Borrowing to buy stocks would also be counterproductive since the returns likely wouldn’t cover the cost of servicing the new debt, as shown by an analysis published last month by the Center on Retirement Research. In other words, deficit-financed privatization is more likely to make Social Security’s financial woes worse, not better.
The alternative – raising taxes on current workers by more than a third to fully fund both current benefits and investments into private accounts – would be massively unfair. Social Security is supposed to be a benefit people earn. If policymakers ask today’s workers to foot the whole bill for the amount today’s retirees underfunded their benefits, how can that premise possibly persist? It’s particularly problematic considering that seniors in the United States already have a higher income relative to their country’s workers than seniors in social democratic states like Sweden and Denmark.

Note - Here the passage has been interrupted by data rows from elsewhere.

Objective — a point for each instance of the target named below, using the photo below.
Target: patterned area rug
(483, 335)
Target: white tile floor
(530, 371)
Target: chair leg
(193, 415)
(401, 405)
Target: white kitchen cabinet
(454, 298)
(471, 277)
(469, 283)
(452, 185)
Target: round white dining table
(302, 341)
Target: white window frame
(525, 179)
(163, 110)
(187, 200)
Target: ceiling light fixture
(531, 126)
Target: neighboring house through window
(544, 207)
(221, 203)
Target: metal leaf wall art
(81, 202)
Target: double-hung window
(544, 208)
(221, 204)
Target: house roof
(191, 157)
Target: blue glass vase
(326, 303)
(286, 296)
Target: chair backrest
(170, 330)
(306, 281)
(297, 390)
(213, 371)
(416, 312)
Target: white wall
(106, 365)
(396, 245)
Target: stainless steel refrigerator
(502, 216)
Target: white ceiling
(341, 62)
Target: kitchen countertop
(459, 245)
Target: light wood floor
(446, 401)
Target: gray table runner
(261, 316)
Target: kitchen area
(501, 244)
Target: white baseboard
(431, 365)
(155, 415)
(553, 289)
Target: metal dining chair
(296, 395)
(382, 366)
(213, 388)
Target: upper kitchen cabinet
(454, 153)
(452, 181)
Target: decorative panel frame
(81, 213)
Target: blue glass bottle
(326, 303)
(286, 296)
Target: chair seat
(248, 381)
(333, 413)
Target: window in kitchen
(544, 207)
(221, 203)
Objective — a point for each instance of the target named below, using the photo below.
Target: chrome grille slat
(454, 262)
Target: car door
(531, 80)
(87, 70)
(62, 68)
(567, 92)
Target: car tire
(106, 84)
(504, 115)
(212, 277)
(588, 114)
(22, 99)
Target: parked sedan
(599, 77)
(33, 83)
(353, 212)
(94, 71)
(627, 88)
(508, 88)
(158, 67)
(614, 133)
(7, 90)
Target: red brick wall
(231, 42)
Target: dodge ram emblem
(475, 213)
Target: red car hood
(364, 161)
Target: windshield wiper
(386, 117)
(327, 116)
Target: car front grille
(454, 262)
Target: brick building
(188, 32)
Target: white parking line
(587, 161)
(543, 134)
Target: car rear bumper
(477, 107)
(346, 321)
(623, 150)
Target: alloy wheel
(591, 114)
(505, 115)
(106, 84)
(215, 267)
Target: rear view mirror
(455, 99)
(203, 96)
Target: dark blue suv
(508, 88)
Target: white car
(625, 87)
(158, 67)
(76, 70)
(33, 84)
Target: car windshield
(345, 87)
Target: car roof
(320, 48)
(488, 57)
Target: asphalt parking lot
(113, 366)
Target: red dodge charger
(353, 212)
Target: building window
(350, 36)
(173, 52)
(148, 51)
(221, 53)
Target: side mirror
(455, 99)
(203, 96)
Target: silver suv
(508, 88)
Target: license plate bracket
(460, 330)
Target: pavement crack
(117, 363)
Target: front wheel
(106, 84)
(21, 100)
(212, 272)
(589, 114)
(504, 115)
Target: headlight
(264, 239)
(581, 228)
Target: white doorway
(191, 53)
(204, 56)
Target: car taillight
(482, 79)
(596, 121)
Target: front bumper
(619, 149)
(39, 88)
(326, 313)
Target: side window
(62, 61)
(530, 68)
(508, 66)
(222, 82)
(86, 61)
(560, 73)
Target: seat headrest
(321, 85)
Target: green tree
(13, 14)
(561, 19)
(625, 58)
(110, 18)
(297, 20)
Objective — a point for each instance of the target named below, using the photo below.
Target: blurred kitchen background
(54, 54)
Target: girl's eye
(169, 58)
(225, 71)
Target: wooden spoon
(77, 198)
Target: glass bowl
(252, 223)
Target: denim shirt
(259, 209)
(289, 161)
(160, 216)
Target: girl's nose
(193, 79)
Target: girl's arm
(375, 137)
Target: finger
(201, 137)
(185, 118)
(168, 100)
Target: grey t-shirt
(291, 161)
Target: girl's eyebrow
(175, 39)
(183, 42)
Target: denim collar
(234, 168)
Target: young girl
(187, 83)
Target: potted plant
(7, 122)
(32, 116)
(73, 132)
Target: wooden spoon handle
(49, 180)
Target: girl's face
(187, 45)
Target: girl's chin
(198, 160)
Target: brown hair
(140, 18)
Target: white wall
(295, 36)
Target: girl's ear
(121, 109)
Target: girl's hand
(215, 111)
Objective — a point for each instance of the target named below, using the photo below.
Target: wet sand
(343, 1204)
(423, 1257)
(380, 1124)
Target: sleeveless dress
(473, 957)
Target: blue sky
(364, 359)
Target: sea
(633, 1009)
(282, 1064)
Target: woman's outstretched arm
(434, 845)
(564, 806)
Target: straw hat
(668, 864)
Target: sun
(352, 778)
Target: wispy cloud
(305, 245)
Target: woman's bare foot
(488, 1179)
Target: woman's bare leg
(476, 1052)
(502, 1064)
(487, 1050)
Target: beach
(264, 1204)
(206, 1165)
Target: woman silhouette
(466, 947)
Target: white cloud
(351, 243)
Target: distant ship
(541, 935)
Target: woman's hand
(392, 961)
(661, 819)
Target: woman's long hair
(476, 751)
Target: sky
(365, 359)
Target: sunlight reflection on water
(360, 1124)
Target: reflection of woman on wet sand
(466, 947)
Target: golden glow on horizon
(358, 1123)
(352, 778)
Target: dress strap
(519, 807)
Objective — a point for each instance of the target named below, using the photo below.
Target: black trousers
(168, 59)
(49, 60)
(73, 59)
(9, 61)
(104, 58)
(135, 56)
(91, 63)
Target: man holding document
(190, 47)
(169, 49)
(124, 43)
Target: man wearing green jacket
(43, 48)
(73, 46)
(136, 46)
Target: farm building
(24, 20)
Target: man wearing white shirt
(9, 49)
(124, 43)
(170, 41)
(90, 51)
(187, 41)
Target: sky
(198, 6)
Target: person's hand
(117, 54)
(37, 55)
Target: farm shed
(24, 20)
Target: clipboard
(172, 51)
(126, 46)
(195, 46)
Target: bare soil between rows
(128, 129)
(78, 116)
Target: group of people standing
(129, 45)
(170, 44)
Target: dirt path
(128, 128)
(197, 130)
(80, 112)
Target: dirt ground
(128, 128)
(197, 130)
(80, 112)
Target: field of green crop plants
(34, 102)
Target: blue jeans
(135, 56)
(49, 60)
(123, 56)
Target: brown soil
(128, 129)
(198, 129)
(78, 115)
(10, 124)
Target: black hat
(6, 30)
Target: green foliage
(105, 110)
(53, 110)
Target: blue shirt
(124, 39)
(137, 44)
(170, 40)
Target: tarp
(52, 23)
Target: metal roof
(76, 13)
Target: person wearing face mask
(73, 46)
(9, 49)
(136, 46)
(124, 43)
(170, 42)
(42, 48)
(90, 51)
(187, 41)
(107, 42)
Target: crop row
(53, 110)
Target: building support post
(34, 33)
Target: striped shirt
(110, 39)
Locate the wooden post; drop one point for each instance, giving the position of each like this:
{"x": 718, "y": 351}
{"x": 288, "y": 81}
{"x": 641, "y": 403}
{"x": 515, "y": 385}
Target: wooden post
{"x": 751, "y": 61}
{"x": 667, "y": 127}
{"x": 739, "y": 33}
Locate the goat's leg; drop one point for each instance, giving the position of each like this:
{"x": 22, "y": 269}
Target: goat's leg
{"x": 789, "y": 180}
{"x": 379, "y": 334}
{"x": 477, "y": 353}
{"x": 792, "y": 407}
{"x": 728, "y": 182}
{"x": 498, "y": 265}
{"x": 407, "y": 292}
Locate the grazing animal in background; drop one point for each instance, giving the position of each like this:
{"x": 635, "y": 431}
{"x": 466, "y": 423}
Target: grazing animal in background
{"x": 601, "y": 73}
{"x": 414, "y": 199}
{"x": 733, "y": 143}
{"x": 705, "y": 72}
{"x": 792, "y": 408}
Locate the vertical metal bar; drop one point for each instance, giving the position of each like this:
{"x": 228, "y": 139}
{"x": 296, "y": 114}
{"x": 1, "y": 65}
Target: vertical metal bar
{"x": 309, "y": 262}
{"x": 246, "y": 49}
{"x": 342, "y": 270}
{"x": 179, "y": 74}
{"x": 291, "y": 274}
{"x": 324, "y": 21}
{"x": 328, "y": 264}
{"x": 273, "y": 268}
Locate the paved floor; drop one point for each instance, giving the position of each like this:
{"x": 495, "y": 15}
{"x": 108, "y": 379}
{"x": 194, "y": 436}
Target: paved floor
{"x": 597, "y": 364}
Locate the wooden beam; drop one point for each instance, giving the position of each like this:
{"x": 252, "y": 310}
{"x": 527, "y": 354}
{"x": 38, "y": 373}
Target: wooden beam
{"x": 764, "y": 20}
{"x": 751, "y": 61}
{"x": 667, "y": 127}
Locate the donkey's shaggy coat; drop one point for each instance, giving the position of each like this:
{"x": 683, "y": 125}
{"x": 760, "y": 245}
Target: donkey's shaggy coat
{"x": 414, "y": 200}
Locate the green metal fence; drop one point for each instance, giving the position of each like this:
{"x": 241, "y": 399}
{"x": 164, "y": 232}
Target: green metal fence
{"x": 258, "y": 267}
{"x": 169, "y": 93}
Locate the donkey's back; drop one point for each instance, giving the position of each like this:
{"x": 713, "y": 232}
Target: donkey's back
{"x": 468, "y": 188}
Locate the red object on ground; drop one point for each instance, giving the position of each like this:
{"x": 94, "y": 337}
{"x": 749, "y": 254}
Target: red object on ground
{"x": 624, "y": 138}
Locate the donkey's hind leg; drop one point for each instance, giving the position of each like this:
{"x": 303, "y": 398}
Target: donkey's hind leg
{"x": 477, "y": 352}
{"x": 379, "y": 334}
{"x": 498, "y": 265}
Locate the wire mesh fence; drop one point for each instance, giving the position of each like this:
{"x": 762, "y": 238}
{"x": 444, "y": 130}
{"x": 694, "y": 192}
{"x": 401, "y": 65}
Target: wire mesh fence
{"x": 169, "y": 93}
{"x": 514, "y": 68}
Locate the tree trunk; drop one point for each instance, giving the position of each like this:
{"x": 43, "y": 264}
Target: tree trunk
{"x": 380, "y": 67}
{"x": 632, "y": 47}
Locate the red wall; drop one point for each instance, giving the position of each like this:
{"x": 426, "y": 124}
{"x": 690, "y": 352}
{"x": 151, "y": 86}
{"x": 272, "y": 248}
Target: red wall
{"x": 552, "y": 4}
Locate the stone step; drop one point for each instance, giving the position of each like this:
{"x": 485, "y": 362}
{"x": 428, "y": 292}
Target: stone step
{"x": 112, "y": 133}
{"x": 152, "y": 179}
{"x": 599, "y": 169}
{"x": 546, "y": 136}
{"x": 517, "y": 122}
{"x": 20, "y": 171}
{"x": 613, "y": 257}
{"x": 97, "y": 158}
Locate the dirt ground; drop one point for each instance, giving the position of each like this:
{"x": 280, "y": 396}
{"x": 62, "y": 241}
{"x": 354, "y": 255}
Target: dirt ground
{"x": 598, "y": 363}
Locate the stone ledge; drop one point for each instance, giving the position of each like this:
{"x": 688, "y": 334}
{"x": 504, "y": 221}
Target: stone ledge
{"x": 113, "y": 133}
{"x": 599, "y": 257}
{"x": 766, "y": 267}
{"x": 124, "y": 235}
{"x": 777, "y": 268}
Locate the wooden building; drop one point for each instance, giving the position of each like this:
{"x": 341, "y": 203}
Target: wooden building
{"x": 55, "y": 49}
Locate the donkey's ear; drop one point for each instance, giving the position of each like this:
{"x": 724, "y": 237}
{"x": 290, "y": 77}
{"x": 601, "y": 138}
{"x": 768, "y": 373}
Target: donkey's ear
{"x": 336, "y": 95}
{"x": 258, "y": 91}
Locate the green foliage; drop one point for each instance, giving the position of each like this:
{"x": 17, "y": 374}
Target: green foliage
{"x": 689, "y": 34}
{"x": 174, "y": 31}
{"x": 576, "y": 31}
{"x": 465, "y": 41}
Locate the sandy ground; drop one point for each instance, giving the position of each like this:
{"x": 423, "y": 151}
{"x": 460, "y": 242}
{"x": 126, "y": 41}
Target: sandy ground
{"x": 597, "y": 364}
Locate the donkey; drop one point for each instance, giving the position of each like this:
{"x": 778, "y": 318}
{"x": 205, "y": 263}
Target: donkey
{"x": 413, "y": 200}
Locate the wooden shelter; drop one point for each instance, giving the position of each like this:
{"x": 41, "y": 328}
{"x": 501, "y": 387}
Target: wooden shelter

The intergenerationally fair approach to Social Security reform would both increase revenues and slow the unsustainable growth of benefits. Because the current formula gives the biggest benefits to the people with the highest lifetime earnings, benefit reforms can reduce costs without jeopardizing retirement security for vulnerable seniors – preserving the program as a foundation people can depend upon.
For example, I have proposed that Social Security could – as one part of a balanced reform package – replace the practice of awarding higher benefits to people with higher lifetime incomes altogether. Instead of measuring one’s contribution to Social Security by how much income they paid taxes on, the program could award benefits based on how many years they worked. This change would avoid giving the biggest benefits to those who need them least, while maintaining the concept of Social Security as a benefit people earn through their work.
My proposal is just one approach to Social Security reform. Policymakers can choose a different mix of tax increases and benefit cuts to strengthen the program for current and future retirees. But privatization is not a get-out-of-hard-choices free card – it’s a dangerous gimmick that would jeopardize retirement security and our economy more broadly.